The police citation alleges that Exantus entered the home and wandered around before the attack. Then he went to an upstairs bedroom where the boy was asleep and stabbed him multiple times in the head, the citation alleges.

Exantus has been charged with murder and first-degree burglary.

“We’re all kind of bumping our heads again a wall; it’s mind-boggling,” said Versailles police Lt. Michael Fortney. “It’s very, very tragic. It’s a child who had no opportunity to defend himself.”

Two of the boy’s sisters suffered non-life-threatening cuts in the attack, and the suspect was held by the boy’s father until police arrived, the arrest citation said. The boy’s family told police they have never seen Exantus before.

“The family did all that they could,” Pujol said.

Fortney said police have found nothing to connect Exantus to the family or to the town.

Hours after the killing, an attorney appointed to represent Exantus questioned his mental competency. Bridget Hofler said at her client’s arraignment that he was unresponsive when she asked him about his background and family. He didn’t know his mother’s phone number nor could he tell her his occupation or what he was doing in town, she said.

Exantus, 32, appeared in a Woodford County courtroom and entered a plea of not guilty. District Court Judge Vanessa Dickson set his bond at $1 million.

“I have discussed various things with him on two separate occasions this morning and he’s not able to really discuss anything; he’s not here,” Hofler told reporters after the hearing. “I was not able to communicate with him whatsoever to really determine anything.”

She told the judge that she has heard her client is a registered nurse, but has been unable to confirm that. The Indiana Professional Licensing Agency lists a Ronald Exantus of Indianapolis as having an active nursing license.

“This is a horrible situation. The thought of what these parents are going through, I can’t even begin to imagine that,” she said. “But my client does have certain rights and it’s my job to see that those rights are protected as best I can.”

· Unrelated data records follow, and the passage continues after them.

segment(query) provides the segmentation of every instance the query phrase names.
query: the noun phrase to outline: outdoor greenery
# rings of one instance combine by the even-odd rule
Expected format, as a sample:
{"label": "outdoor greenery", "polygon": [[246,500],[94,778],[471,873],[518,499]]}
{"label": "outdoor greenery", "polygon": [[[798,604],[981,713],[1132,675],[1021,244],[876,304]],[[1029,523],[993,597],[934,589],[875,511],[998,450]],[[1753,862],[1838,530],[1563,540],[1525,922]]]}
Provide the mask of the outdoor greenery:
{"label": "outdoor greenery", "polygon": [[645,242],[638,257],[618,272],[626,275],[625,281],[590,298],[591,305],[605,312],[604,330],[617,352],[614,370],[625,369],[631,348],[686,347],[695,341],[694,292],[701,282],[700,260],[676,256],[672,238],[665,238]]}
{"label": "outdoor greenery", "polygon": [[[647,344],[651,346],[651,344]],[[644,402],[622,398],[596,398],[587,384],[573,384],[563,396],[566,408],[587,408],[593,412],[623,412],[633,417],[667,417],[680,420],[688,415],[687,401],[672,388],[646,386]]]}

Logan was a kindergartner at Simmons Elementary in Versailles. His classmates were told that he had died, but not told about the circumstances of his death, said Woodford County public schools Superintendent Scott Hawkins.

“He was extremely well liked,” Hawkins said of the boy. “He had a lot of friends at the school. Just a great, great little boy, and one that you certainly loved having in your building.”

He had three siblings attending the same school — a second-grader, third-grader and fifth-grader, Hawkins said.

Christmas lights and decorations, including a Snoopy wearing a Santa hat, adorned the small frame house where Logan lived. Two bikes and a basketball were strewn in the front yard. Neighbors said Logan and his siblings were outside playing whenever weather permitted.

The tragedy had Tiffany Crow planning to make her home more secure.

“I’m going to get some new locks,” said Crow. “It kind of hits close to home when it’s a couple houses down from you.”

Another neighbor, Tiffany Bourne, said the middle-of-the-night attack didn’t make her feel less safe. She said the attack appeared to be random.

“Why that house?” she said. “What was the target?”

Laura Burton Lacy, a family friend, set up an online fundraising account to raise money for his funeral, counseling for his siblings and other expenses. Community members collected $15,000 in only a few hours.

The family plans to move out of their house in the quiet neighborhood.